Die Vertreterinnen von Courage legten bei der Befragung durch das Gericht am Beispiel einzelner Ortsgruppen, des Frauenpolitischen Ratschlags und der Weltfrauenkonferenz der Basisfrauen die Vielfalt der Arbeit des Verbands und seiner Bündnispartner*innen dar. Sie erklärten, dass ein breiter Zusammenschluss von Frauen angesichts der nicht zu bestreitenden, anhaltenden Benachteiligung und Unterdrückung von Frauen dringend geboten sei. Warum solle sich Courage also bei allen unterschiedlichen Meinungen von Kräften wie der MLPD distanzieren, die einen solchen Zusammenschluss befürworten und ebenfalls für die vollständige Emanzipation der Frauen eintreten.

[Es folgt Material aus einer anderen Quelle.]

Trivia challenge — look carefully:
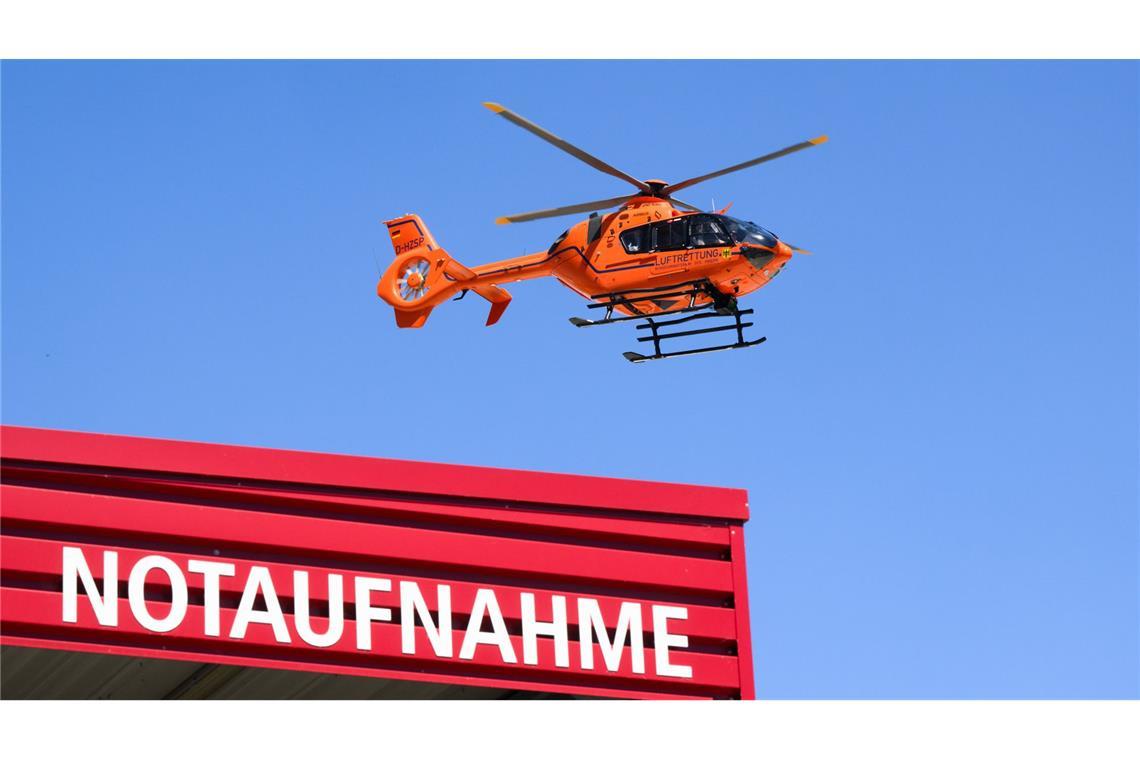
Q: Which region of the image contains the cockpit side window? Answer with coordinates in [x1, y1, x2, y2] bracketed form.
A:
[689, 216, 732, 248]
[650, 218, 689, 251]
[621, 224, 652, 253]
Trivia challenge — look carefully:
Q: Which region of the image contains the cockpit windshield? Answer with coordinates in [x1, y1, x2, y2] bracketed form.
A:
[720, 216, 779, 248]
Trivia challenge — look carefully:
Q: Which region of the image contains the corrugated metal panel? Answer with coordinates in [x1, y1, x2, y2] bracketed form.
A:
[0, 646, 556, 700]
[0, 427, 752, 698]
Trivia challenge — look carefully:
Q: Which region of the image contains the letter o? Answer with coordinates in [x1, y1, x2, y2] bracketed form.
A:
[127, 554, 188, 634]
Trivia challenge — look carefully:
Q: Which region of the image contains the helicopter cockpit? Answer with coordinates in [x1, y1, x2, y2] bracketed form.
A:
[719, 216, 780, 248]
[621, 214, 779, 254]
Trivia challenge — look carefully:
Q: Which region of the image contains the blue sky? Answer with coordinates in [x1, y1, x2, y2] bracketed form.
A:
[0, 62, 1140, 698]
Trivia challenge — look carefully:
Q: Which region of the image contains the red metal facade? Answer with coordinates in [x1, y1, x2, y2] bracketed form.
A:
[0, 426, 754, 698]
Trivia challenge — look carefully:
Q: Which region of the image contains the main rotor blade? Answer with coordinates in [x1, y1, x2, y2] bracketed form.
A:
[669, 197, 705, 211]
[483, 103, 650, 193]
[663, 134, 828, 194]
[495, 194, 637, 224]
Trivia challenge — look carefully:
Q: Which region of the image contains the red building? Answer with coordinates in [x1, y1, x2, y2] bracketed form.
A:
[0, 426, 754, 698]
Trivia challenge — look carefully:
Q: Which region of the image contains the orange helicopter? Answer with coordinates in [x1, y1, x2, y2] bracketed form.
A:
[376, 103, 828, 362]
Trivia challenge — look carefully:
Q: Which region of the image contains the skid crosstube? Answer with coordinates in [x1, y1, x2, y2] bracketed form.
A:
[570, 280, 767, 363]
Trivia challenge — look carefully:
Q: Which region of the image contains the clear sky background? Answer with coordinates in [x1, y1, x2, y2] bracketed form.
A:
[0, 62, 1140, 698]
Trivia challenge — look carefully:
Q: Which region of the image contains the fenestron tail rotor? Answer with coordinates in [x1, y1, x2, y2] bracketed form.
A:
[396, 259, 431, 302]
[483, 103, 828, 225]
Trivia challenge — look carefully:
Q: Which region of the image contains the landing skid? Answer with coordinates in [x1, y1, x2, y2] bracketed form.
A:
[570, 280, 767, 363]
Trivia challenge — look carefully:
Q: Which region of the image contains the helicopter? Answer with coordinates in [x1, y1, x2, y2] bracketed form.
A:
[376, 103, 828, 363]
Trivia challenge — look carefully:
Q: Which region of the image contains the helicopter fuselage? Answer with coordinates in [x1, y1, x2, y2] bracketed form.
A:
[472, 196, 792, 313]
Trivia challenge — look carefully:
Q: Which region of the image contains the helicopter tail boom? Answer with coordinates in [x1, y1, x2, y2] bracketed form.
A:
[376, 214, 511, 327]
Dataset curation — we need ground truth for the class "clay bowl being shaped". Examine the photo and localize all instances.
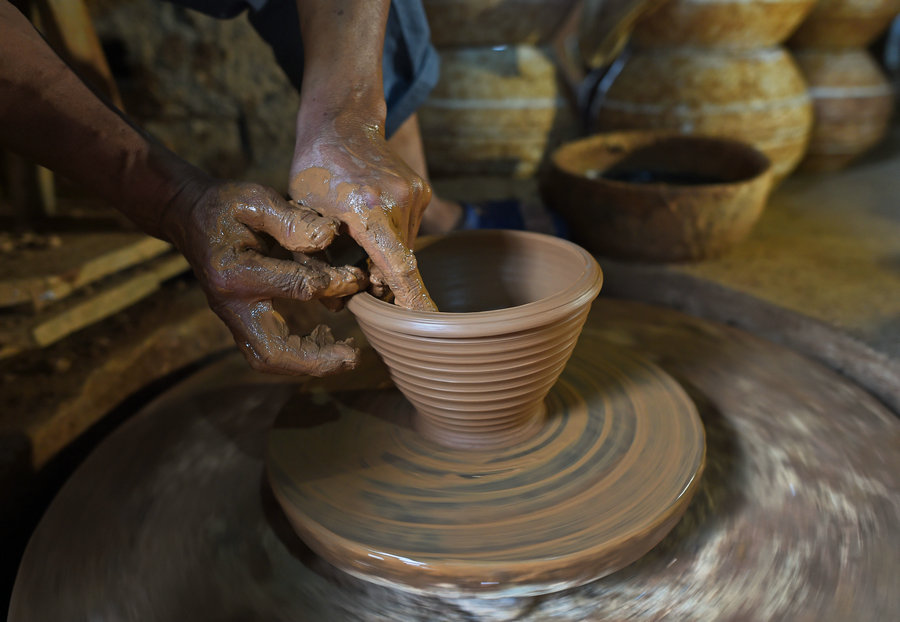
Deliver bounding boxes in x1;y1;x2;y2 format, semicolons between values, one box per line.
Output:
348;230;603;449
541;131;772;261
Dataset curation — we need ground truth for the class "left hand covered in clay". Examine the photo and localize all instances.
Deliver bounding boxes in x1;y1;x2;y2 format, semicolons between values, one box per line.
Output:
290;112;436;310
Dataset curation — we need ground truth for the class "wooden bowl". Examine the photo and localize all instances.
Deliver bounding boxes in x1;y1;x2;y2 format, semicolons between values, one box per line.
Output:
542;132;772;261
348;230;603;449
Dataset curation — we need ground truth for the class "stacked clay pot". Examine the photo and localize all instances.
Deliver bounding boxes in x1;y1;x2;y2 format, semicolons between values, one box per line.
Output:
419;0;574;177
789;0;900;172
597;0;814;180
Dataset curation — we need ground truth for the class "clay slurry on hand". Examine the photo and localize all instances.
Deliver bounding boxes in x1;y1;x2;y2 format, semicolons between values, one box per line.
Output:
290;113;436;311
163;184;366;376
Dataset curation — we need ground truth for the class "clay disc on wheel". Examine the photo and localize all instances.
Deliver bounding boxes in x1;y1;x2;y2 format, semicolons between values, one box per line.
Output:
267;345;705;596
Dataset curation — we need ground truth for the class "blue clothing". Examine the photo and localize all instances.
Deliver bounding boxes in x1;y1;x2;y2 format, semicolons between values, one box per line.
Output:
168;0;440;137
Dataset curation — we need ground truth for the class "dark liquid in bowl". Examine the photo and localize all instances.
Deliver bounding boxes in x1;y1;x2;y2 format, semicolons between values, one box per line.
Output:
587;169;728;186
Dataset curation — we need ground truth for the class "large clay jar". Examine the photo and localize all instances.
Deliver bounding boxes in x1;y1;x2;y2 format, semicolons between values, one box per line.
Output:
789;0;900;48
419;45;574;177
632;0;816;49
597;47;812;180
423;0;575;47
794;48;894;171
348;231;603;449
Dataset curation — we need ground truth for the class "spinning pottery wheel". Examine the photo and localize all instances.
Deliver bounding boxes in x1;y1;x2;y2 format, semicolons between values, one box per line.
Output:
9;300;900;622
268;341;705;596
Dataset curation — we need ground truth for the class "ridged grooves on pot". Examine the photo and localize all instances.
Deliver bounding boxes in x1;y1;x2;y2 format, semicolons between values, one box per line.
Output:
632;0;816;49
597;47;813;180
348;231;603;449
419;45;574;177
789;0;900;49
422;0;575;47
794;48;894;172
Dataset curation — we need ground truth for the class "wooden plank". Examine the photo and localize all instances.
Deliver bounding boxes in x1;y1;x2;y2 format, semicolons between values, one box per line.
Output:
0;253;190;359
0;284;234;469
34;0;125;110
0;232;172;310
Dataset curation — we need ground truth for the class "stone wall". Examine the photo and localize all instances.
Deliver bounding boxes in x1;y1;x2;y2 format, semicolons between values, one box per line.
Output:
88;0;299;190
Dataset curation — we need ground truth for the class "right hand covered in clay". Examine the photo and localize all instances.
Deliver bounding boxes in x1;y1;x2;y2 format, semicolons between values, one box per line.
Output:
162;183;367;376
290;112;436;311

Die Vorsitzende des Senats bemühte sich ernsthaft, von den VertreterInnen des Innenministeriums handfeste Beweise für die vom „Verfassungsschutz“ behauptete, „ideologische und personelle Verflechtung des Frauenverbandes Courage mit der MLPD“ zu erhalten.
40% der Courage-Frauen sollen laut Geheimdienst Mitglied in der MLPD sein. Der grandiose Beweis dafür: Es wurde ein Zitat aus einer Ausgabe der Zeitung der MLPD aus dem Jahr 1996 vorgelegt. Danach seien 40% der Delegierten des damals stattgefundenen Parteitags in der Bewegung „Arbeitsplätze für Millionen“ oder bei Courage aktiv gewesen. Mit welchen Rechenkünsten sich daraus die behauptete Zahl ableiten lässt, blieb geheim und wird es wohl auch bleiben.
Auf einhellige Empörung stieß der von der Vertreterin des Innenministeriums vorgebrachte „Beweis“ für den verfassungsfeindliche Einfluss der MLPD auf Courage: Ebenso wie diese sei der Frauenverband „gegen Armut, Unterdrückung und Ausbeutung und suche die Ursache der Weltwirtschaftskrise im kapitalistischen System“. Nach dieser Logik ist auch der Papst ein Verfassungsfeind. Verdächtig sind demnach auch die vielen Menschen, die wachsende Armut (gerade von Frauen), verschärfte Ausbeutung und Unterdrückung, Zerstörung der natürlichen Lebensgrundlagen, den Abbau demokratischer Rechte oder die reaktionäre Flüchtlingspolitik nicht hinnehmen wollen und für gesellschaftliche Veränderungen eintreten.
Das Gericht hat auch nach Beweisen aus den eigenen Veröffentlichungen von Courage für die aktive Unterstützung der MLPD gefragt, die es selbst im Internet nicht finden konnte. Ziemlich dreist war daraufhin die Behauptung einer Vertreterin des Innenministeriums: Courage halte sich seit der Aberkennung der Gemeinnützigkeit in seinen Veröffentlichung zurück und betreibe die Unterstützung der MLPD heimlich. „Wenn hier einer heimlich handelt,“ konterte eine der Sprecherinnen, „dann ist es doch der Geheimdienst. Warum wurde sonst vom hessischen Ministerpräsidenten eine Aktensperre von 120 Jahren zur Anwesenheit des Geheimdienstmannes Temme beim NSU-Mord in Kassel verhängt?“
Die vorsitzende Richterin bot den Prozessbeteiligten als „Kompromiss“ an, das Innenministerium zu verpflichten, wertende Aussagen über den Charakter des Frauenverbandes wie z.B. „Vorfeldorganisation“ aus dem „Verfassungsschutz“-Bericht herauszunehmen und nur noch Aussagen zuzulassen, die die MLPD über den Frauenverband Courage macht.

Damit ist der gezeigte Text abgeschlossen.